Suitcases have been seen falling off overloaded conveyor belts.
A baggage handling company said it was hampered in its attempt to recruit new employees by delays in criminal record checks carried out by the government’s Disclosure and Barring Service (DBS).
Jack Kennedy, UK economist at Indeed, said: “Demand for baggage handlers is now above 2019 levels and wages have jumped nearly 9% in a bid to attract new workers.
“The race is on to hire people and train and get them in place before the peak summer season.”
Experienced staff left during Covid.

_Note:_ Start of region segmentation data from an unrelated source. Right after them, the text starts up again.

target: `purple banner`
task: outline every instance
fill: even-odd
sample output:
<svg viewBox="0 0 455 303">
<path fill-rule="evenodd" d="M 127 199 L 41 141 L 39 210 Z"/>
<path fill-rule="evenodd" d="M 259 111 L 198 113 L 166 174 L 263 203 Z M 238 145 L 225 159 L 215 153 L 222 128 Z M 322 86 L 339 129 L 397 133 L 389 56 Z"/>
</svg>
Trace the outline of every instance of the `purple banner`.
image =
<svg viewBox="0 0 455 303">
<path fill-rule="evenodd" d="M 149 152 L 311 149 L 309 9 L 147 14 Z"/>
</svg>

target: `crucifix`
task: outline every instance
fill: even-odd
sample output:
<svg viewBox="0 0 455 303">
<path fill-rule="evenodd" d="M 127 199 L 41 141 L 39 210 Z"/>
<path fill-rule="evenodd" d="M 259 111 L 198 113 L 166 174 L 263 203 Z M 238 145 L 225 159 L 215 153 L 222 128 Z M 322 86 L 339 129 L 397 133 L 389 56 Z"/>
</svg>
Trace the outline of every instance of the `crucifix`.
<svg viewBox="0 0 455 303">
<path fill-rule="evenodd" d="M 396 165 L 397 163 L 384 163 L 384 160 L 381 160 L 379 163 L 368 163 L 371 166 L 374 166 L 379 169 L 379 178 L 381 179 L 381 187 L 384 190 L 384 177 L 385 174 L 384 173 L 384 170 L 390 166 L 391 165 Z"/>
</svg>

New staff haven’t been around long enough to deal with the issues.
Former Porter Ray Ellis
Aviation services company Swissport told The Sun on Sunday: “We are working hard to address the resource issue, with more than 2,800 new hires so far this year.
However, there have been some challenges around the security clearance of new recruits.

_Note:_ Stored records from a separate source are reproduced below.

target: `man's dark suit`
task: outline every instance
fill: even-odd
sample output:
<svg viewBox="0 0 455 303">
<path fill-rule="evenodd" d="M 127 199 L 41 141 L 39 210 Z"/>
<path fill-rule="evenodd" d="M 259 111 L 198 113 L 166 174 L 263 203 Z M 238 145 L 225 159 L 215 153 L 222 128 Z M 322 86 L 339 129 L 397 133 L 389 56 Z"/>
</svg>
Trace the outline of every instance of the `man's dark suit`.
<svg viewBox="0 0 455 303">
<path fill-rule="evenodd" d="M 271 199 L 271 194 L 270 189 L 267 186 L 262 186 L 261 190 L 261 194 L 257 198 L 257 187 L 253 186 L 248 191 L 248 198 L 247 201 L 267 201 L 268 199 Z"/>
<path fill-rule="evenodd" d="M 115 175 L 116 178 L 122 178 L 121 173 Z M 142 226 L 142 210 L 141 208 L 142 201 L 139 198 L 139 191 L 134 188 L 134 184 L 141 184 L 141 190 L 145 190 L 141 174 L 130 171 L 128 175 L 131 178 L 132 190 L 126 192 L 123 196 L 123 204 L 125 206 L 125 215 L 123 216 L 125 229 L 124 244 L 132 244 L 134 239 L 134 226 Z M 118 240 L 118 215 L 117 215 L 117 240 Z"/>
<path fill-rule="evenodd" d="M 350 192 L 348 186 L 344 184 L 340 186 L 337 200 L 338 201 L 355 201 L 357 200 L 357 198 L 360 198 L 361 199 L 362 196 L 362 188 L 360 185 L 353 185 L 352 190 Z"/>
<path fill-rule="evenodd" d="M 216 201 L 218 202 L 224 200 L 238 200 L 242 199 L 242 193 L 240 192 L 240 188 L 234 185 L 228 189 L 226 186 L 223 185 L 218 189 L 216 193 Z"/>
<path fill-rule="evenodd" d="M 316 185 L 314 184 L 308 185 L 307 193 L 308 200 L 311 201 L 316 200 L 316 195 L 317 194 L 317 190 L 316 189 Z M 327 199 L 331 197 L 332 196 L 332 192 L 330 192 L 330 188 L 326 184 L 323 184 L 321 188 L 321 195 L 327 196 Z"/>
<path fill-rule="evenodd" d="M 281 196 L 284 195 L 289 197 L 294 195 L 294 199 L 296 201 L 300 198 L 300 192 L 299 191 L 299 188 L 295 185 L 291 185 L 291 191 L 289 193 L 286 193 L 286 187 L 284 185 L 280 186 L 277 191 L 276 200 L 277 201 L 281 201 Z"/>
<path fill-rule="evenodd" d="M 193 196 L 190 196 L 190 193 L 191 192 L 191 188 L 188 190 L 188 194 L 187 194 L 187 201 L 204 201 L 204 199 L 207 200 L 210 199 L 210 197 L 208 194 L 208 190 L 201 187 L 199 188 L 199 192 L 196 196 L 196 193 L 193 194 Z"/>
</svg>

The DBS told us that it “is not responsible for delays in the recruitment of airport staff”.
If things don’t improve at Manchester Airport, it could come at a cost to chief executive Charlie Cornish, who has yet to receive the £500,000 bonus he was awarded.
A source said: “If things don’t get better with airports, he may never have that money in his hands as he’s tied to meeting certain targets over the next four years.
“The way things are going right now, it seems questionable.”
A Manchester Airport spokesperson said: “The Covid-19 pandemic has been the most damaging episode in our airport’s 83-year history.
“We have maximized the use of the furlough scheme, but unfortunately have had to make a small number of redundancies.
“Many other colleagues chose to leave to seek employment elsewhere in sectors that had been less hard hit.
“Demand for international travel has picked up almost as strongly this spring as it fell two years ago, and as a result we have faced unprecedented pressures on our operations.
“We apologize to passengers whose experience at our airport over the past two months has not lived up to the standard we would usually provide.
“We launched our biggest recruitment drive ever in January and saw 400 new colleagues join us this year, with another 500 expected to start working at our company pending government background checks.”
SORT STAFF SHORTAGES
By Lisa Minot, Editor-in-Chief of Sun Travel
THE shocking scenes at Manchester and other airports across the country must NOT be repeated this summer.
Airlines and airports have been quick to take money from travelers in a desperate attempt to replenish coffers devastated by two years of onerous closures and travel restrictions.
But it is outrageous that they reinstated flight schedules that they must have known had no chance of operating successfully with such a shortage of staff.
Travelers deserve to get what they pay for – to not have to endure the chaotic scenes they witnessed again halfway through this summer.
It also does the airlines a disservice by paying thousands of dollars in compensation to passengers whose flights were canceled at the last minute.
And the gruesome scenes at airports serve as a personal lens – putting off those who may now think twice before flying out.
Recruiting the right staff at the right pay – and quickly – is essential.